Na segunda-feira passada (31), venceu a decisão do ministro Luís Roberto Barroso, do STF (Supremo Tribunal Federal), que proibia ações de despejo e reintegrações de posse durante a pandemia de Covid-19. Assim, ao menos 188 mil famílias podem ter que deixar suas casas, engrossando ainda mais o número de brasileiras e brasileiros em situação de rua. Mas esse número pode ser ainda maior.
Um levantamento feito por pesquisadores da UFMG (Universidade Federal de Minas Gerais), de junho passado, apontava que a população de rua cresceu no Brasil, em 2022, com 26 mil novas pessoas nessa situação. Os dados são do CadÚnico (Cadastro Único), do governo federal, que dá acesso a benefícios sociais. Hoje, no país, são mais de 180 mil indivíduos morando nas ruas, principalmente nas grandes metrópoles, como São Paulo.
Em junho de 2021, o ministro Barroso determinou a suspensão de ordens de desocupação de áreas habitadas antes de 20 de março de 2020, quando foi aprovado o estado de calamidade pública no país devido à pandemia. O argumento dele era “evitar que remoções e desocupações coletivas violem os direitos à moradia, à vida e à saúde das populações envolvidas”.
Em agosto deste ano, a maioria do plenário do STF prorrogou a suspensão até 31 de outubro – só votaram contra os ministros Kassio Nunes Marques e André Mendonça, indicados pelo presidente Jair Bolsonaro (PL). Mas, com o vencimento da decisão, no dia 31, as ações poderiam ser retomadas no dia 1º de novembro.
De acordo com reportagem da BBC Brasil, nos últimos dias, partidos de esquerda e movimentos sociais pediram outra renovação, mas Barroso decidiu na segunda-feira liberar as ações. Ele determinou, no entanto, que Tribunais de Justiça nos Estados, além dos Tribunais Regionais Federais, criem comissões de mediação de conflitos fundiários para apoiar os juízes no cumprimento de ordens de reintegração de posse. O Ministério Público e a Defensoria terão de participar dessas reuniões.
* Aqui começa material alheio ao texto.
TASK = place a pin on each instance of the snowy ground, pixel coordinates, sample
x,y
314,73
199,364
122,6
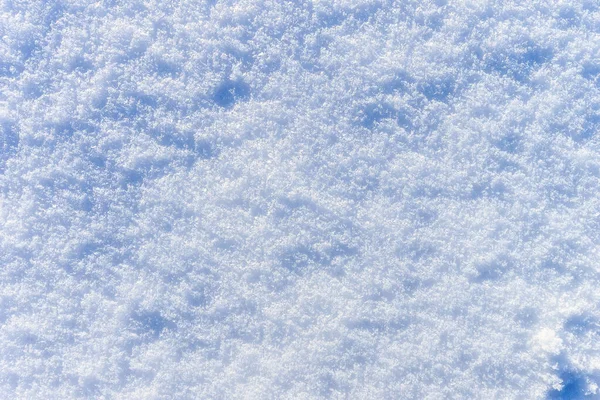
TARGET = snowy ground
x,y
346,199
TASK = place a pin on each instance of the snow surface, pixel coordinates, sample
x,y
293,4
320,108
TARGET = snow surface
x,y
255,199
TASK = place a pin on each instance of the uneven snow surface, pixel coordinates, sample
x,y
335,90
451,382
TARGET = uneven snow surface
x,y
345,199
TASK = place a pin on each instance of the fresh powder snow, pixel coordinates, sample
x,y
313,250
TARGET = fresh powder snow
x,y
326,199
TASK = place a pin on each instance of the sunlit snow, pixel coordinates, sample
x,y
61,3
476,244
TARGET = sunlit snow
x,y
337,199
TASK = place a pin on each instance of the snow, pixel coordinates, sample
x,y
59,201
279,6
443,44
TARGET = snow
x,y
261,199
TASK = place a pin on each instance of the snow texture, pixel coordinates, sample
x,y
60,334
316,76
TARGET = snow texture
x,y
270,199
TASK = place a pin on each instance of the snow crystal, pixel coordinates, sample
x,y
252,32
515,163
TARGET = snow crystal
x,y
261,199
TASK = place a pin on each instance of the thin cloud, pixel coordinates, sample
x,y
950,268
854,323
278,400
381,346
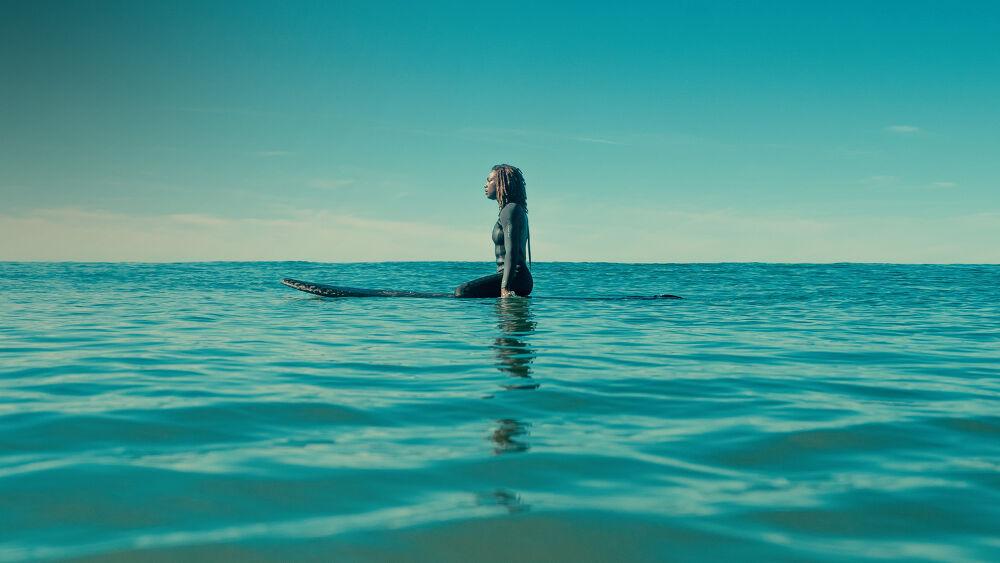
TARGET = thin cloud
x,y
329,183
880,180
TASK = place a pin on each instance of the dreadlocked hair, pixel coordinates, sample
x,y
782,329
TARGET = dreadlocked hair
x,y
510,186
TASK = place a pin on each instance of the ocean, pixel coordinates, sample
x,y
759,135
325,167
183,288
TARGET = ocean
x,y
203,411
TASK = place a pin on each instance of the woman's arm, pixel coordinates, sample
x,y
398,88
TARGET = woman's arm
x,y
512,221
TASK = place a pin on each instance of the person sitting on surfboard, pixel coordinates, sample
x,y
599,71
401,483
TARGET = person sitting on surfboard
x,y
505,184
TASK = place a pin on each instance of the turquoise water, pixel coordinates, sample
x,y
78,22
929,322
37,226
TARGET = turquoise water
x,y
779,412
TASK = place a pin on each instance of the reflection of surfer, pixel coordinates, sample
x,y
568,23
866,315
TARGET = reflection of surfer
x,y
513,354
505,184
506,434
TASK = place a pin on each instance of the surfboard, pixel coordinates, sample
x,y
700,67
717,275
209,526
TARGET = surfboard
x,y
342,291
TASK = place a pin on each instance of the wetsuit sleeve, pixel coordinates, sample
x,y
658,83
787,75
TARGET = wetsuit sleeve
x,y
513,233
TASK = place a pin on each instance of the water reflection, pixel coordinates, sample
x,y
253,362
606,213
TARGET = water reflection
x,y
506,436
514,357
513,353
500,497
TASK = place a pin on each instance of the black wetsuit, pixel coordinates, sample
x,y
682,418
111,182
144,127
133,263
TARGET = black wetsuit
x,y
510,234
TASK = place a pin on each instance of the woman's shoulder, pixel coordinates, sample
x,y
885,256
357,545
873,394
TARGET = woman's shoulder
x,y
512,210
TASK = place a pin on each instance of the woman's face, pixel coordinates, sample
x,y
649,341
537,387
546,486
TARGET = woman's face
x,y
490,188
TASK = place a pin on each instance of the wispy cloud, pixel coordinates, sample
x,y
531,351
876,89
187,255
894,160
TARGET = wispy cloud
x,y
880,180
329,183
534,134
94,235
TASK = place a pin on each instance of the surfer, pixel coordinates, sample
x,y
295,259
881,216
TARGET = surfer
x,y
505,184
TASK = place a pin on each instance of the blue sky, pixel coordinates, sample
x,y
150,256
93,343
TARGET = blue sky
x,y
362,131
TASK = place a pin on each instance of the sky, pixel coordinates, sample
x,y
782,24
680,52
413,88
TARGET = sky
x,y
363,131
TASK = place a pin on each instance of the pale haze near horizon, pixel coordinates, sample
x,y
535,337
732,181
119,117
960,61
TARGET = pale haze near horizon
x,y
364,131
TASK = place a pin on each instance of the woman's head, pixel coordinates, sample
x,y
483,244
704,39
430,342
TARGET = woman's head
x,y
505,184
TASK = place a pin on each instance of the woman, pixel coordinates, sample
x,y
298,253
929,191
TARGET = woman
x,y
505,184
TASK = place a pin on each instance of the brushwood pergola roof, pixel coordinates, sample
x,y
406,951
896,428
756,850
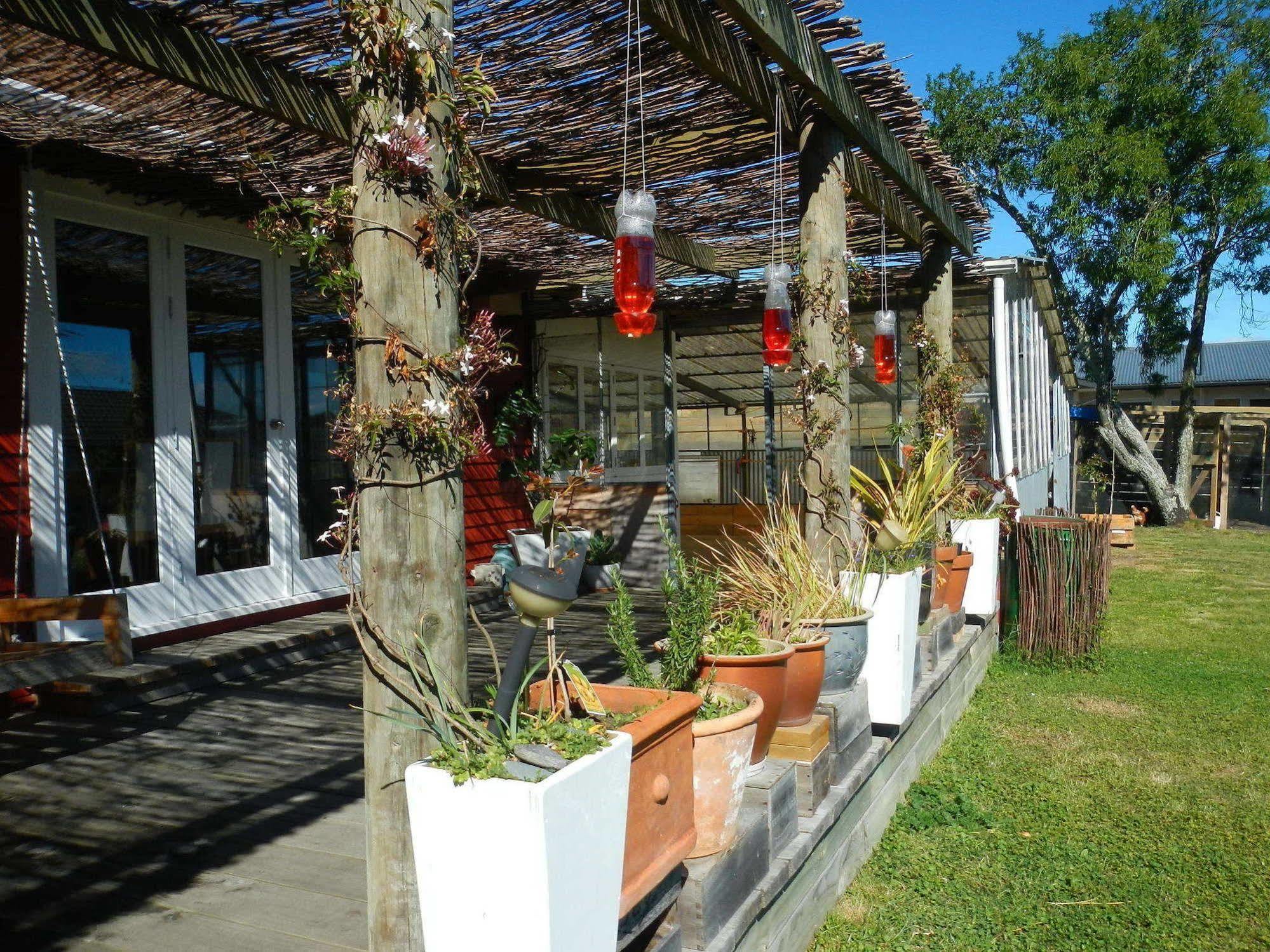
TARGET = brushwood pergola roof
x,y
186,90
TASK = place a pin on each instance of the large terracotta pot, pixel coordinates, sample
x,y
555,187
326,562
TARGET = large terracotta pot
x,y
846,653
803,678
959,573
720,761
659,826
765,676
944,556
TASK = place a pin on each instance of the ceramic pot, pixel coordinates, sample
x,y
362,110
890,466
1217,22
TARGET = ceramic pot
x,y
959,573
846,652
944,556
598,578
504,556
803,680
889,664
518,856
982,539
764,674
720,761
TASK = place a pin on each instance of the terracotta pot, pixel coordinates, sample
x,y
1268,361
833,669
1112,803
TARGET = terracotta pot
x,y
659,818
846,653
959,573
764,674
944,556
720,761
803,678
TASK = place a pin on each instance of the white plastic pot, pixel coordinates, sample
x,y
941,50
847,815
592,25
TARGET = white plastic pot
x,y
983,539
535,868
895,601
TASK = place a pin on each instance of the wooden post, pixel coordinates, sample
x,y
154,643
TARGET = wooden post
x,y
823,232
412,536
1225,473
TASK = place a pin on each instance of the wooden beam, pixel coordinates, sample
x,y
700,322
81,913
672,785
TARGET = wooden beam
x,y
182,55
706,390
823,239
779,32
708,44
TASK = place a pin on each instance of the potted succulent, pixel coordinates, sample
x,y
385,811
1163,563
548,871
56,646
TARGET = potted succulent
x,y
901,509
601,568
773,573
544,794
726,723
738,652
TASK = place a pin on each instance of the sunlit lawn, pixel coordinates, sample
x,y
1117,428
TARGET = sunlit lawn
x,y
1125,808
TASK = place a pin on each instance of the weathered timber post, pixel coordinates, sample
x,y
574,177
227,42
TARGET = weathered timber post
x,y
938,293
823,234
412,539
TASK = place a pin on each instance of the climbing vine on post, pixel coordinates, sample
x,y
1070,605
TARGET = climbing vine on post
x,y
391,249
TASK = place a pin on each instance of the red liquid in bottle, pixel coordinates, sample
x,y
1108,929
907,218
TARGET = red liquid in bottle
x,y
778,332
634,273
635,325
884,358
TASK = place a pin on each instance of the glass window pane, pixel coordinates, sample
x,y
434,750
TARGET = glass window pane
x,y
226,390
625,420
653,424
562,398
103,305
319,335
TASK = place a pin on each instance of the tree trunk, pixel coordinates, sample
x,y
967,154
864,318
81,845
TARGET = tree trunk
x,y
412,537
1135,457
1184,424
823,232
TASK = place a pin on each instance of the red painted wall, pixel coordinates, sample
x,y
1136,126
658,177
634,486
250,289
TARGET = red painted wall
x,y
14,513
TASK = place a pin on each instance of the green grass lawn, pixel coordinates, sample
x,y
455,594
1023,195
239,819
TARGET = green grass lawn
x,y
1123,808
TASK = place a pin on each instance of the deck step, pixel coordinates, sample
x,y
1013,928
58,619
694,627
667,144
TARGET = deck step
x,y
199,664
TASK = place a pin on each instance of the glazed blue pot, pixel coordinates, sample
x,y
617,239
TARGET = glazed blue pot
x,y
846,652
504,556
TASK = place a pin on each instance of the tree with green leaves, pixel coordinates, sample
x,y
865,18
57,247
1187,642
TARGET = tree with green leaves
x,y
1136,160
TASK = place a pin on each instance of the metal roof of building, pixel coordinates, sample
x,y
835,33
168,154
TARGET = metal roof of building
x,y
1233,362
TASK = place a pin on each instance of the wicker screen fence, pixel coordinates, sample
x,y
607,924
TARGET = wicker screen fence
x,y
1062,586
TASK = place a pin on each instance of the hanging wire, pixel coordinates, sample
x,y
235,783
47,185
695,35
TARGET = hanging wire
x,y
633,28
38,255
626,95
639,55
884,297
23,424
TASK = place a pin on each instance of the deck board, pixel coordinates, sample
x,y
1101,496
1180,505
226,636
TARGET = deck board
x,y
227,818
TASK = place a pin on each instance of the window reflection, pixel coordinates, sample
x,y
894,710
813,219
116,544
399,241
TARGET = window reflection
x,y
226,389
319,333
103,305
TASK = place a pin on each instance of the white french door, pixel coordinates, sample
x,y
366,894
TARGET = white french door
x,y
198,371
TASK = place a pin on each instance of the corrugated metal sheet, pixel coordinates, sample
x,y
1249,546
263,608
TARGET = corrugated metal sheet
x,y
1233,362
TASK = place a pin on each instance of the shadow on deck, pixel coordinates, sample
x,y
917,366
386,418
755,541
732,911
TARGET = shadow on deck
x,y
229,818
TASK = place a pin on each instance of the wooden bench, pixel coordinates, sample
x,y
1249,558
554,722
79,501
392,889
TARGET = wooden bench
x,y
23,664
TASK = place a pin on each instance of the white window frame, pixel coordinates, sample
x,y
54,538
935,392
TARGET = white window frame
x,y
180,598
645,379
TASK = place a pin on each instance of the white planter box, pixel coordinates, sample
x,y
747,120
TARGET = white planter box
x,y
507,865
889,666
982,537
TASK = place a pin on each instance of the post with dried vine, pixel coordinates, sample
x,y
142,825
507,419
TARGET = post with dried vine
x,y
825,342
410,420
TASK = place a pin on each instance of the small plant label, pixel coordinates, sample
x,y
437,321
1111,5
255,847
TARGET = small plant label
x,y
591,702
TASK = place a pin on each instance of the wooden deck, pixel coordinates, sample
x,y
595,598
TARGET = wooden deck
x,y
225,819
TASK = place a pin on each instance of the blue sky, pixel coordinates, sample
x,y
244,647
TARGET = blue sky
x,y
926,37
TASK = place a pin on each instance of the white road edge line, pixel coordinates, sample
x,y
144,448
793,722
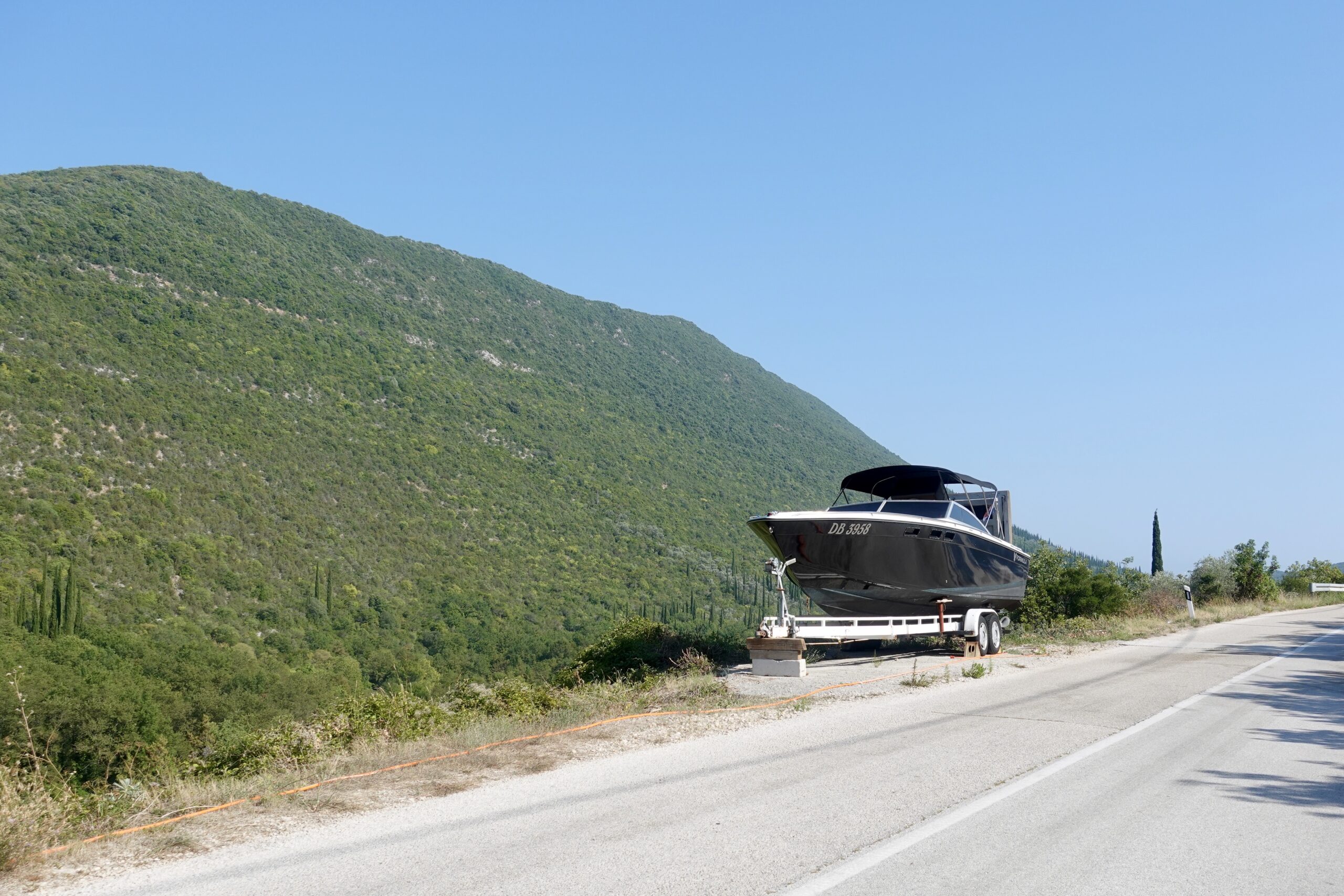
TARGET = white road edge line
x,y
884,851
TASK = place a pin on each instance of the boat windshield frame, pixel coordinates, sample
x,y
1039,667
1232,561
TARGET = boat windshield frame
x,y
913,483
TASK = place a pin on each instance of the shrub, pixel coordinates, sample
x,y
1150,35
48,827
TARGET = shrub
x,y
631,650
507,698
377,716
1300,577
1253,571
1211,578
635,649
35,810
1058,589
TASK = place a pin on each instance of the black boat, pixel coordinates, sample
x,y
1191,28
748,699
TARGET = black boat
x,y
924,535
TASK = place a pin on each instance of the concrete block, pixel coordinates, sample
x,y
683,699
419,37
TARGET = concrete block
x,y
776,655
780,668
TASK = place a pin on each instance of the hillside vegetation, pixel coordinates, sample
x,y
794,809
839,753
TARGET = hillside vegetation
x,y
281,460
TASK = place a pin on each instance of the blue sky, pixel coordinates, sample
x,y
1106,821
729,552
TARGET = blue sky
x,y
1095,254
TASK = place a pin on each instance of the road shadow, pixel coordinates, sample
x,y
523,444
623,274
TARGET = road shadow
x,y
1309,707
1278,644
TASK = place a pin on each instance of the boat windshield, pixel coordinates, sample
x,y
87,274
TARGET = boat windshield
x,y
963,515
932,510
867,507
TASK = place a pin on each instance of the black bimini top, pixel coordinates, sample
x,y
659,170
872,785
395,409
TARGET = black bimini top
x,y
910,481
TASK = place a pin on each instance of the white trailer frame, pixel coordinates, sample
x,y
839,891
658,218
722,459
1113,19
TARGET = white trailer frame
x,y
867,628
785,625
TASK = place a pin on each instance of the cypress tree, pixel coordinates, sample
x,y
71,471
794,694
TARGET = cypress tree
x,y
1158,546
57,604
71,598
44,602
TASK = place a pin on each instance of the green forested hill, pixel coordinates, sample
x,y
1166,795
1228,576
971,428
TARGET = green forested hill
x,y
206,393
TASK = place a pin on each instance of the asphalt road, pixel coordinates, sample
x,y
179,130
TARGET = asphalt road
x,y
1046,781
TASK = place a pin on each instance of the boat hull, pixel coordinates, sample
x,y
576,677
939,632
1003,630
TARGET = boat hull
x,y
899,567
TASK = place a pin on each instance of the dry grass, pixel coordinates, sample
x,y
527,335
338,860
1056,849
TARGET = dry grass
x,y
35,815
1162,614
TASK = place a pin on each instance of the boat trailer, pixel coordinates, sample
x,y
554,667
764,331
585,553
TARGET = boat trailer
x,y
783,638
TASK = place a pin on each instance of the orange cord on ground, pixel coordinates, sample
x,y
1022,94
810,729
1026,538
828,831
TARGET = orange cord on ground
x,y
498,743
Liberação das ações de despejos de inquilinos individuais agrava ainda mais problema social. Número de famílias sob risco deve ser maior
Segundo a reportagem da BBC Brasil, a decisão de Barroso liberou a retomada de despejos de inquilinos individuais e também autorizou a retomada de desocupações coletivas de áreas ocupadas por movimentos de moradia e que tenham decisões judiciais de reintegração.
Ainda segundo a reportagem, o número de pessoas sob risco de despejo pode ser ainda maior que as 188 mil famílias. Isso porque a “Campanha Despejo Zero”, que reúne organizações e movimentos sociais que atuam contra o despejo forçado de pessoas, compila apenas o número de famílias em risco de desocupações coletivas, tanto de áreas públicas como particulares. Portanto, os despejos individuais não são compilados.
Além disso, esse número pode ser ainda subestimado, uma vez que levantamento feito pelo Observatório Brasileiro de Políticas Públicas com a População em Situação de Rua da UFMG apontou que metade delas não tem registro no CadÚnico, o caminho pelo qual podem ter acesso aos programas de benefícios do governo federal, como o Auxílio Brasil e o Benefício de Prestação Continuada (BPC).
Dados mostrados pela reportagem mostram que o Sudeste é a região com maior número de famílias ameaçadas com as ações de despejo e reintegração de posse (80 mil). Depois vem o Nordeste, com 51 mil; Norte, com 49 mil; Centro-Oeste, 29 mil; e Sul, com 18 mil. O estado de São Paulo, com 64 mil famílias ameaçadas de despejo, será o mais afetado pela decisão do STF. Há ao menos 80 ocupações com ordens imediatas de reintegração de posse em São Paulo.
Entrevistada pela reportagem da BBC Brasil, Raquel Ludenin, da “Campanha Despejo Zero”, disse que o despejo tem impactos materiais e psicológicos para os membros de uma família. “O despejo é devastador para uma família. Significa não ter um teto, não ter onde colocar suas coisas, não ter para onde voltar no fim do dia. Mas também há um impacto psicológico: o medo e a incerteza de ter de acordar no meio da noite e não ter para onde ir. Nós sabemos que as crianças dessas famílias perdem acesso à educação, ao sistema de saúde e de assistência social”, disse.
Para piorar a situação, no Orçamento enviado ao Congresso, o presidente Jair Bolsonaro (PL), derrotado por Luiz Inácio Lula da Silva (PT) no último domingo, reduziu para apenas R$ 34,1 milhões o montante destinado ao programa habitacional Casa Verde e Amarela em 2023, queda de 95% do valor deste ano.